The Andurand Capital Management–managed Andurand Commodities Discretionary Enhanced Fund soared 31.1% during the quarter, fueled largely by bullish bets on oil as geopolitical tensions in the Middle East triggered a major supply shock across global energy markets.
The dramatic performance came amid intense volatility in crude oil markets. Prices surged as the ongoing conflict involving Iran disrupted tanker flows from the Persian Gulf, forcing production shut-ins and creating what analysts described as one of the most significant supply disruptions in modern energy markets.
International benchmark Brent crude oil climbed sharply during the turmoil, reaching $119.50 per barrel on March 9, while prices remained elevated throughout the quarter. By early April, crude continued trading above $109 per barrel, reflecting persistent uncertainty surrounding the conflict and its impact on global supply chains.
These conditions created the perfect environment for traders positioned to benefit from rising energy prices—an opportunity Andurand capitalized on with remarkable precision.
The fund’s quarterly performance was not a steady climb but rather a dramatic turnaround shaped by the escalating crisis.
This rapid acceleration highlights how quickly macroeconomic events can reshape commodity markets—and how traders with strong market conviction can benefit from those shifts.
Oil markets remained highly sensitive to political developments throughout the quarter. Statements from Donald Trump regarding the potential escalation or withdrawal of U.S. involvement in the conflict created additional uncertainty for traders and investors.
At times, Trump suggested that American military forces could withdraw within weeks. At other moments, he indicated that military operations could intensify.

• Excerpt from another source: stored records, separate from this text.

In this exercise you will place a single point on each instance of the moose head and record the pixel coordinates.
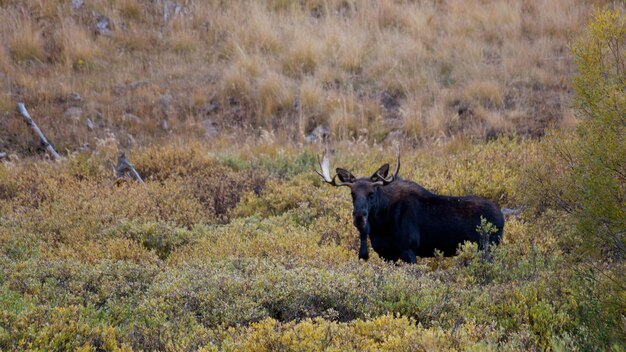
(365, 192)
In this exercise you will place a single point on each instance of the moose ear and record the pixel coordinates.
(382, 171)
(345, 175)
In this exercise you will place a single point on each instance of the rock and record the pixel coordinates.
(166, 103)
(74, 113)
(90, 124)
(395, 135)
(138, 84)
(102, 26)
(320, 133)
(210, 128)
(389, 101)
(209, 108)
(75, 97)
(172, 7)
(77, 4)
(130, 118)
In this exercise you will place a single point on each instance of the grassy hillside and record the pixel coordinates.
(90, 262)
(233, 243)
(426, 70)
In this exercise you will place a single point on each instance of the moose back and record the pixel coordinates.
(404, 220)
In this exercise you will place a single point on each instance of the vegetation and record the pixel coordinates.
(234, 244)
(365, 69)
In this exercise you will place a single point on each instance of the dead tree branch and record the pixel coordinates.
(29, 121)
(124, 167)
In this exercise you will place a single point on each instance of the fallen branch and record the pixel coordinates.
(124, 167)
(29, 121)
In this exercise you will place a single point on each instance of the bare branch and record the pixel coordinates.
(31, 123)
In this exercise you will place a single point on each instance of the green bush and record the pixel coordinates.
(583, 174)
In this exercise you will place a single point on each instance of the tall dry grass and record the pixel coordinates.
(363, 68)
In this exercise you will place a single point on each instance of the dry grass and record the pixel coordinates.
(291, 66)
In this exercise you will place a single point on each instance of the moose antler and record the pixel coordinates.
(325, 166)
(393, 176)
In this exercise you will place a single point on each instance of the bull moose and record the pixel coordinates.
(404, 220)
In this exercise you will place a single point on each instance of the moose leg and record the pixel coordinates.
(408, 256)
(363, 252)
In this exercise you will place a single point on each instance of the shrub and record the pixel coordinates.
(584, 174)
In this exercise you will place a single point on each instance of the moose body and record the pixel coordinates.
(404, 220)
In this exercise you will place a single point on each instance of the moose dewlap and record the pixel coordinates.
(404, 220)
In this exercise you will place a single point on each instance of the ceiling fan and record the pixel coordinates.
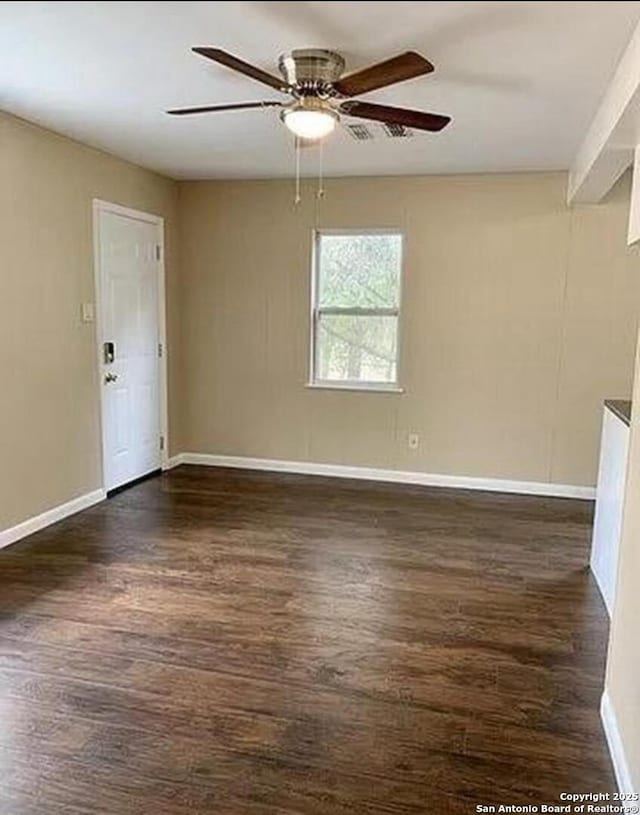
(313, 77)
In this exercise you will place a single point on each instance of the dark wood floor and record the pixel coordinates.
(217, 641)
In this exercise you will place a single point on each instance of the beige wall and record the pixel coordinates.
(519, 319)
(623, 665)
(49, 414)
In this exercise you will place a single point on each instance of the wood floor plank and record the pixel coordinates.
(239, 643)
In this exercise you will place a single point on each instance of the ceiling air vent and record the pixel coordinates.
(394, 131)
(359, 132)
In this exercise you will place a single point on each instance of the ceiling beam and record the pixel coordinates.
(608, 147)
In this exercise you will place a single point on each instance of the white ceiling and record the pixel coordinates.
(521, 79)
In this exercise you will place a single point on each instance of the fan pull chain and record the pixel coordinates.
(296, 200)
(320, 170)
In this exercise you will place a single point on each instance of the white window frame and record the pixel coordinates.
(352, 385)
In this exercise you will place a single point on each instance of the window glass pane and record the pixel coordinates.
(356, 348)
(360, 271)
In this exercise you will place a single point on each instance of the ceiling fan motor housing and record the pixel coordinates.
(311, 70)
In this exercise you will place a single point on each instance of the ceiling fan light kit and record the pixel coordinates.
(310, 118)
(313, 77)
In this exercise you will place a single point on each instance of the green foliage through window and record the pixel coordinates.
(357, 307)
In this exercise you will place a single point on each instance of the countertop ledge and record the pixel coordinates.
(620, 408)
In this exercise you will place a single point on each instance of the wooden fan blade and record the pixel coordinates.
(213, 108)
(400, 116)
(396, 69)
(236, 64)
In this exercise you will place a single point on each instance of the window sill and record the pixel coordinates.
(360, 387)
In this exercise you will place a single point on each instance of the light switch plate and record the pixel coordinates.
(87, 312)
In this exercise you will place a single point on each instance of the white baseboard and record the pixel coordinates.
(51, 516)
(616, 747)
(397, 476)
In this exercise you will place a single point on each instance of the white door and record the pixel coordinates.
(129, 267)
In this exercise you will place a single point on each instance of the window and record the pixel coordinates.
(356, 308)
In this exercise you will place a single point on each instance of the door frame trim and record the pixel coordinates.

These mixed signals amplified volatility in crude prices, contributing to large swings across commodity markets.
For experienced energy traders, such volatility often creates opportunities—particularly for funds positioned to anticipate supply disruptions and price spikes.
The strong first-quarter performance also marks a significant comeback for Pierre Andurand. In 2025, the same Discretionary Enhanced fund suffered a steep 40% decline, reflecting the unpredictable nature of commodities trading.
However, the early stages of the current geopolitical conflict quickly shifted market dynamics. As oil prices began climbing sharply, Andurand’s strategy proved well positioned to benefit.
In fact, during the initial phase of the conflict, the fund reportedly gained 6% in a single week, catching many competing hedge funds off guard as rapid market movements created one of the most volatile trading environments in recent years.
Andurand has long been known as one of the most influential figures in global energy trading. His investment strategies often revolve around deep analysis of geopolitical developments, supply disruptions, and long-term commodity cycles.
The events of early 2026 once again demonstrated how global politics and energy markets remain tightly intertwined. Conflicts affecting major oil-producing regions can rapidly reshape supply chains, pushing prices higher and creating powerful trading opportunities for those prepared to act decisively.
As geopolitical tensions continue and oil markets remain volatile, the coming months could bring further opportunities—and risks—for commodity investors.
For Pierre Andurand, the first quarter of 2026 has already proven that bold conviction in the face of global uncertainty can deliver extraordinary results.
In the unpredictable world of commodities trading, where geopolitical headlines can move markets overnight, Andurand’s performance stands as a reminder that strategic foresight and market discipline remain the foundations of success.